The Cowboys have been a staple on the holiday since 1966, and the Bills haven’t played a Thanksgiving game in 25 years. But Buffalo fans know how to have a good (sometimes destructive) time, and how to get under another fanbase’s skin. What’s more Thanksgiving than that?
They even got the family bickering started way ahead of time with a quasi-debate over which team is more about football. That pot was stirred by former Cowboys receiver Cole Beasley, who signed with the Bills in March and told The Athletic that Buffalo is “100 percent about ball and not a show or a brand.”
When the two teams meet on Thanksgiving, the table will be set (pun very intended) for a game that might mirror your family’s dinner table:
Grandpa who has no filter: Jerry Jones, owner, Cowboys
Depending who you ask, Cowboys owner Jerry Jones is either a football pioneer who turned his team into a global brand, or an offbeat character who likes to take the spotlight from Cowboys players. The reality is probably some kind of mix of both.
Jones probably won’t be the drunk uncle this Thanksgiving, although he’s been that before too. But invite Jerry to the table and you’ll probably get a soundbite to remember.
Annoying little brother: Cole Beasley, WR, Bills
Beasley climbed from undrafted free agent to fan favorite in his seven seasons with the Cowboys. So returning home for the holiday will be a bit of a family reunion for the Texas native.
The problem is that Beasley has burned through a lot of the goodwill he built in Dallas since joining the Bills in free agency.
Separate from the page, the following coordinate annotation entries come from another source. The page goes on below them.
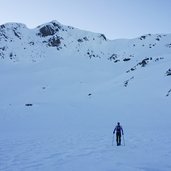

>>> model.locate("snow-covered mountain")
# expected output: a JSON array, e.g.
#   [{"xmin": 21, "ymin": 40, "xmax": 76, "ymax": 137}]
[{"xmin": 0, "ymin": 21, "xmax": 171, "ymax": 171}]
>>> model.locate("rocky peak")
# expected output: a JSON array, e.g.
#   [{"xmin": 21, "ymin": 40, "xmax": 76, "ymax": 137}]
[{"xmin": 37, "ymin": 21, "xmax": 62, "ymax": 37}]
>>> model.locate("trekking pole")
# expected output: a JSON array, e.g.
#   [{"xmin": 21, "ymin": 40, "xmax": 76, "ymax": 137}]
[{"xmin": 123, "ymin": 134, "xmax": 125, "ymax": 146}]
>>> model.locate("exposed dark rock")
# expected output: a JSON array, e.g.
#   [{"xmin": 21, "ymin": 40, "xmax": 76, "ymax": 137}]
[
  {"xmin": 38, "ymin": 25, "xmax": 57, "ymax": 37},
  {"xmin": 13, "ymin": 30, "xmax": 21, "ymax": 40},
  {"xmin": 99, "ymin": 34, "xmax": 107, "ymax": 40},
  {"xmin": 48, "ymin": 36, "xmax": 61, "ymax": 47},
  {"xmin": 77, "ymin": 39, "xmax": 83, "ymax": 43},
  {"xmin": 124, "ymin": 76, "xmax": 134, "ymax": 87},
  {"xmin": 108, "ymin": 53, "xmax": 118, "ymax": 61},
  {"xmin": 166, "ymin": 68, "xmax": 171, "ymax": 76},
  {"xmin": 83, "ymin": 37, "xmax": 88, "ymax": 41},
  {"xmin": 166, "ymin": 43, "xmax": 171, "ymax": 48},
  {"xmin": 29, "ymin": 42, "xmax": 34, "ymax": 45}
]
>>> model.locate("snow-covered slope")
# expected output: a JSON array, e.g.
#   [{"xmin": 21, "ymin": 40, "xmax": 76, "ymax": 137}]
[{"xmin": 0, "ymin": 21, "xmax": 171, "ymax": 171}]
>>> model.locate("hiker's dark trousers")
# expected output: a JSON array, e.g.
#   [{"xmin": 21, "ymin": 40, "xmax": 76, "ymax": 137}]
[{"xmin": 116, "ymin": 132, "xmax": 121, "ymax": 145}]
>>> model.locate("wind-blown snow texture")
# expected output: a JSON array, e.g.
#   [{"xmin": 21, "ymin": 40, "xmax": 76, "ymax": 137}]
[{"xmin": 0, "ymin": 21, "xmax": 171, "ymax": 171}]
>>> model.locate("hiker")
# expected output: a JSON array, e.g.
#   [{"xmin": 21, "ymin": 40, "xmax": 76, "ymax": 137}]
[{"xmin": 113, "ymin": 122, "xmax": 124, "ymax": 146}]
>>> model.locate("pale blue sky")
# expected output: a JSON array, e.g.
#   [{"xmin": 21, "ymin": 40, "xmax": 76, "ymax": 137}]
[{"xmin": 0, "ymin": 0, "xmax": 171, "ymax": 39}]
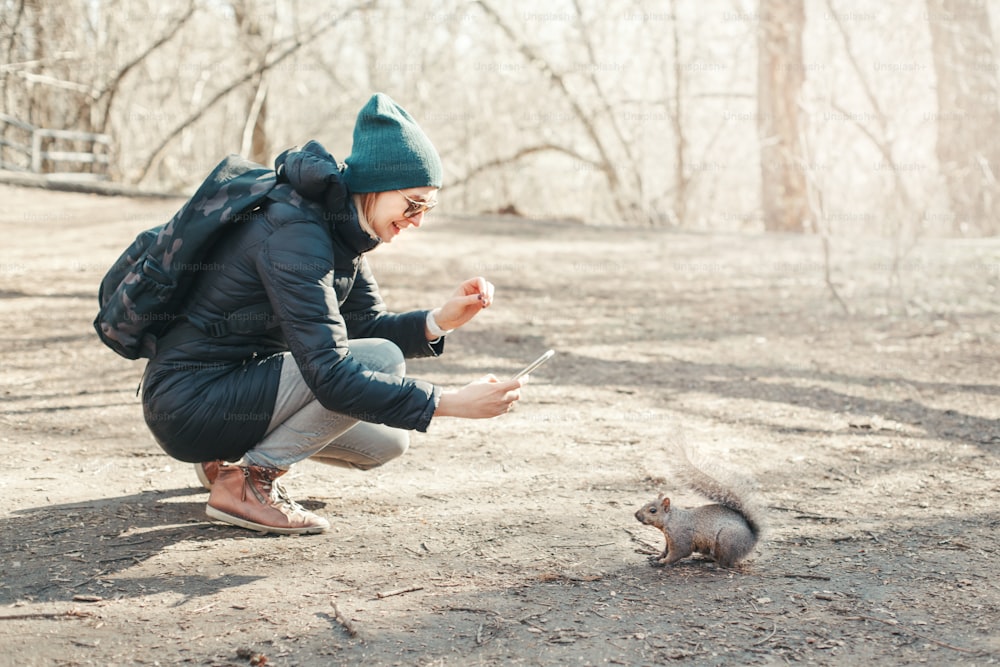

In March, he zinged the Cowboys for not winning during his time with the team, and in April, he said “Buffalo shits on Dallas” when it comes to the team facilities. Even when he praised Bills passer Josh Allen and called him “the best athlete I’ve ever played with at quarterback,” it sounded like a dig at Dak Prescott.
He’s also complained about the way he was used offensively, accused the Cowboys front office of deciding who gets offensive touches, and said he’s glad to be in Buffalo where football “is purer.”
Maybe Beasley is just talking up his new team. He’ll still likely get a warm welcome from the Dallas crowd — though if he keeps talking to the media about the Cowboys, that could change.
Dad who keeps the peace: Dak Prescott, QB, Cowboys
There are a lot of lights and cameras in Dallas, and with that comes the risk of the team devolving into a soap opera. For the most part it hasn’t in recent years, and that’s because the drama doesn’t follow Prescott.
Dez Bryant and Cole Beasley both complained about their usage in the Cowboys’ offense before their departures, but the griping never boiled over into a real conflict. Even the potentially awkward transition from Tony Romo to Prescott in 2016 ended up being smooth.
In a pressure cooker environment, Prescott has been Steady Eddie for the Cowboys since day one.
Jones has called Prescott “The Daddy” a few times in the last few years. He probably doesn’t mean it the same way I do, but it’s apt either way.
The new significant other: Ed Oliver, DL, Bills
Thanksgiving’s best chance at awkwardness is when someone brings a new boyfriend or girlfriend to the dinner table. The most significant newbie this November is Oliver, the No. 9 overall pick in the 2019 NFL Draft.
He’ll be the only first-round rookie in the game, because the Cowboys traded away their pick to get Amari Cooper a year ago.
Oliver was born and raised in Houston, Texas, and played his college football at the University of Houston. He’ll have to wait until Thanksgiving to play his first professional game back in his home state — not a bad time of the year to leave Buffalo for a warmer part of the country.
The wise elder: Frank Gore, RB, Bills
Gore has been playing in the NFL since approximately 1972, and if can get just 252 more rushing yards, he’ll be the fourth player to ever crack the 15,000 mark. Judging by the shrinking numbers that players put up on the ground, he might even be the last to reach that milestone too.
He’s five years older than any of the other running backs on the Bills’ roster and that team has just about the oldest running back corps you can possibly have with LeSean McCoy turning 31 soon.
Even if he’s not a man of many words, younger players listen when he has something to say — as they should.
The television: Jason Garrett, coach, Cowboys
Inanimate piece of machinery? Yep, that’s Garrett.
The kid who won’t sit still: Josh Allen, QB, Bills
Buffalo drafted Josh Allen because he’s a 6’5, 237-pound quarterback with a rocket for an arm. He fits the prototype of a statue in the pocket — but so far in the NFL, Allen’s done his best work as a runner.
He’s even prone to hurdle a defender or two.